Russians living in Eastern European countries have been treated well, as fellow citizens of equal standing. But in the current situation it is understandable there is a wariness, an anger, about where loyalties lie. It may be be wrong, but there must be a human doubt about where loyalties might lie at the moment.

Peter B
Peter B
2 years ago
Reply to  JR Stoker

It is not wrong. Distrust of Russia in Eastern Europe is completely justified.

Malvin Marombedza
Malvin Marombedza
2 years ago

There definitely is a link between cancel culture and this.

Vicha Unkow
Vicha Unkow
2 years ago

I was born in the Ukraine during WWII, my parents were escaping the USSR like many Millions of Russians, Ukrainians and Others in the midst of Battles between the Nazis and Communists.
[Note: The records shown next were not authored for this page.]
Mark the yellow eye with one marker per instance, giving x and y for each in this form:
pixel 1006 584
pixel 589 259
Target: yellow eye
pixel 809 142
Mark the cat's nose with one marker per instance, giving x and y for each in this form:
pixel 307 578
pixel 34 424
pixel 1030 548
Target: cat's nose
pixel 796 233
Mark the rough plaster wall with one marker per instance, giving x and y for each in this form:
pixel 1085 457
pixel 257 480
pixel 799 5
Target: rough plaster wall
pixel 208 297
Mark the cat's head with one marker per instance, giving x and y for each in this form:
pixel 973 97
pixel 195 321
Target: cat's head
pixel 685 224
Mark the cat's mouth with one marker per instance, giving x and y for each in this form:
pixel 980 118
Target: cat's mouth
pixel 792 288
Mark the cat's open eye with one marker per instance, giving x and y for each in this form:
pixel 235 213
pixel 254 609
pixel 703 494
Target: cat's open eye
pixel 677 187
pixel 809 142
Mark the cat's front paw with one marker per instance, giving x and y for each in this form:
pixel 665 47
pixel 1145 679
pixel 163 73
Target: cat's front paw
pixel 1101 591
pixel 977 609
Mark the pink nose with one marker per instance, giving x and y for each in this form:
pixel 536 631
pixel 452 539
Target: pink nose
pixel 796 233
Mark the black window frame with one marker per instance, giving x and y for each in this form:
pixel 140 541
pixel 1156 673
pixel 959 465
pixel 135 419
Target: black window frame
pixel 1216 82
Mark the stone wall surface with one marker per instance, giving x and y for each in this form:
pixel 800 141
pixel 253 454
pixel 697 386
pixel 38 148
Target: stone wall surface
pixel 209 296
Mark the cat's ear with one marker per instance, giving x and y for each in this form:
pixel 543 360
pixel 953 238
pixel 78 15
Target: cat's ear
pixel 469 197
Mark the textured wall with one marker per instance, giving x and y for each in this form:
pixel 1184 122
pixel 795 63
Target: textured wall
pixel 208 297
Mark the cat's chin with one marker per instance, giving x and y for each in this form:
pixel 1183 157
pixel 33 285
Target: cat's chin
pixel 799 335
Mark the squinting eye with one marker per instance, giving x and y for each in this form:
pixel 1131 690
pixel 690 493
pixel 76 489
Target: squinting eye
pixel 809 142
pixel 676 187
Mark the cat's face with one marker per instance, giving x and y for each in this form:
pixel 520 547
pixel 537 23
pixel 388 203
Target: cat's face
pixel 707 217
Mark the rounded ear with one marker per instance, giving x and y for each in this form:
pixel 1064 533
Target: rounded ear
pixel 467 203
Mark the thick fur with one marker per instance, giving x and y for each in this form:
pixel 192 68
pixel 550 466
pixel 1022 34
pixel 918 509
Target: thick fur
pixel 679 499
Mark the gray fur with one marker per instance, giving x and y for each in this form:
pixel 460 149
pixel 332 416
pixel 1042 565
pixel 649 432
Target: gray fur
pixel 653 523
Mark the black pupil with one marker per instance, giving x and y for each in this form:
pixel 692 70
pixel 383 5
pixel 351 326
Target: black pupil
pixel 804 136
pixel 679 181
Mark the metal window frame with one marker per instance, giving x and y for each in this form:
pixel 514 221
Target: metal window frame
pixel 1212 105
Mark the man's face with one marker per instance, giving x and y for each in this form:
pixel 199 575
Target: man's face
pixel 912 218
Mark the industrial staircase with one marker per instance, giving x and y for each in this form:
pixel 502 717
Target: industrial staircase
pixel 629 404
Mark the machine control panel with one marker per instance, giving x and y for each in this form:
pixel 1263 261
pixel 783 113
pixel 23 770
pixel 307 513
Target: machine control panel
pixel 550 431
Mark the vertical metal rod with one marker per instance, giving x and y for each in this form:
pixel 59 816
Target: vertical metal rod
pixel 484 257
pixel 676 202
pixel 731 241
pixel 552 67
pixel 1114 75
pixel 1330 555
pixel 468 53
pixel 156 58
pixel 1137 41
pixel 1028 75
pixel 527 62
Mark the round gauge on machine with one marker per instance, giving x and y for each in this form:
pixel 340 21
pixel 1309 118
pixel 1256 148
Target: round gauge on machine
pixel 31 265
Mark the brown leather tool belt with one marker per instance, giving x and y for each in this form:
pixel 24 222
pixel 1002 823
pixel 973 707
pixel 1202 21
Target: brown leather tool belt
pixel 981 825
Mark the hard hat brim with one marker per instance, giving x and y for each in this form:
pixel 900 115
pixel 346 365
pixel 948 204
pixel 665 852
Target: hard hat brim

My father and Grandfathers all fought against the Reds, Bolsheviks’ far back as 1915. Millions who did escape to the West after WWII were returned by the Allais like the US and UK. Many faced firing squads and others were sent to Siberian Forests and Mines. The ones that escaped the Stalin’s agreement with Churchill/Roosevelt repatriation of former USSR citizens went to the US and Canada and some to EU Nations. They continued their opposition to Communists by joining their Armies or joining Anti-USSR Political groups. These people continued until after the Collapse of the USSR. They tried to warn America and Europe of the underhandedness of the new Russian and Ukrainian Leadership, but all went to death ears.

Roger Inkpen
Roger Inkpen
2 years ago
Reply to  Vicha Unkow

Surely it’s time for the west to apologise for the way we allowed Stalin to carve up eastern Europe after the war, just like we have over slavery.

Ian Stewart
Ian Stewart
2 years ago

How many among us could be certain that faced with the same choice we would make the ‘right’ decision?”
Nah, if I was aware of the Russian atrocities against Ukrainian civilians (which those outside Russia are) then I’d have no problem condemning the invasion as a war and accepting future exile.

Virginia McGough
Virginia McGough
2 years ago
Reply to  Ian Stewart

But would you be prepared to accept reprisals against family or friends still living in Russia?